Republican debate highlights and analysis: Candidates squabble in Simi Valley

2024 hopefuls argued over education, spending and border security.

The second Republican debate of the 2024 presidential primary, taking place at the Ronald Reagan Presidential Library, has just come to an end.

The affair was more raucous than the first debate, which took place over a month ago. Candidates interrupted one another much more regularly and several — most notably former Vice President Mike Pence and former New Jersey Gov. Chris Christie — have directly criticized front-runner Donald Trump, who elected not to show up tonight. The two candidates from South Carolina, former U.N. ambassador Nikki Haley and Sen. Tim Scott, went after one another for their records on spending, and seemingly everyone who had the chance to take a shot at entrepreneur Vivek Ramaswamy did so.

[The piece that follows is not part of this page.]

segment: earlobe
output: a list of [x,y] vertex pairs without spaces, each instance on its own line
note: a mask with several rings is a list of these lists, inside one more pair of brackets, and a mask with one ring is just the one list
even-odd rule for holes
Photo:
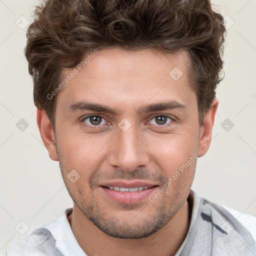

Read below for highlights, excerpts and key moments.


0

Who will come out on top in our post-debate 538/Washington Post/Ipsos poll?

After last month’s debate, we declared Haley as a big debate winner, according to our previous poll with The Washington Post and Ipsos. When likely Republican primary voters who watched the debate were asked whether they’d consider voting for each candidate, Haley jumped from 30 percent before the debate to 47 percent after. Overall, participation in the debate was beneficial for candidates, and absence from the debate was (at least marginally) detrimental.

We’ll be following up with the same group as our pre-debate poll to see how participants performed and what respondents' views on all of the candidates are. Check back in with 538 tomorrow afternoon for our post-debate analysis.

—Analysis by Holly Fuong of 538


DeSantis gets another chance to be the adult in the room by rejecting the premise of that moderator question. He did the same thing in the first debate when the moderators asked candidates to raise their hands if they believed in man-made climate change.
-Jacob Rubashkin, 538 contributor


Survivor, GOP primary edition?

Moderator Dana Perino asked every candidate to write down which challenger they would “vote off the island.” DeSantis refused, prompting Perino to rework her approach, asking for his mathematical approach to winning the nomination — and of course, that’s not going to work with a politician. Christie, however, interjected that he’d be just fine voting Trump off the island.
-- Analysis by Leah Askarinam of 538


DeSantis is somewhat misleading while claiming biggest victory in Florida history

DeSantis claimed that his 1.5 million-vote victory was the largest in a Florida gubernatorial election in state history. Now, his nearly-20 percentage point margin of victory was quite large in what has historically been a swing state. But it's quite misleading to use the raw vote margin since population has changed quite a bit over time! This is especially true in a state like Florida, which has grown by leaps and bounds. For instance, a candidate would've had a tougher time winning by 1.5 million votes in 1990, when the state had a population of about 13 million, than in 2022, when the state had a population of about 22 million.

Analysis by Geoffrey Skelley of 538


Fact-checking DeSantis’s claim that Florida proposal to teach that enslaved people benefited from slavery was a ‘hoax that was perpetrated by Kamala Harris’

DeSantis is dodging the facts.

The Florida Board of Education set new social studies standards for middle schoolers July 19.

In a section about the duties and trades performed by enslaved people, the state adopted a clarification that said "instruction includes how slaves developed skills which, in some instances, could be applied for their personal benefit."

Experts on Black history said that such language is factually misleading and offensive.

Marvin Dunn, a psychology professor emeritus at Florida International University, has authored several books on the history of African Americans.

"Most enslaved people had no special skills at all that benefited them following their enslavement," Dunn said. "For almost all their skill was picking cotton. An enslaved man who was made to be a blacksmith might have been a king had he not been captured and taken from his country. Is he supposed to be grateful? Enslavement prevented people from becoming who and what they might have been and that was slavery's greatest injury to humankind."

Bruce Levine, an emeritus professor of history at the University of Illinois and author of "Half Slave & Half Free: The Roots of Civil War," was one of several scholars of the period who told PolitiFact that they rejected the value of spotlighting "skills" learned while enslaved.

"Very simply, can you imagine saying this about ‘skills’ developed in Nazi forced-labor camps?"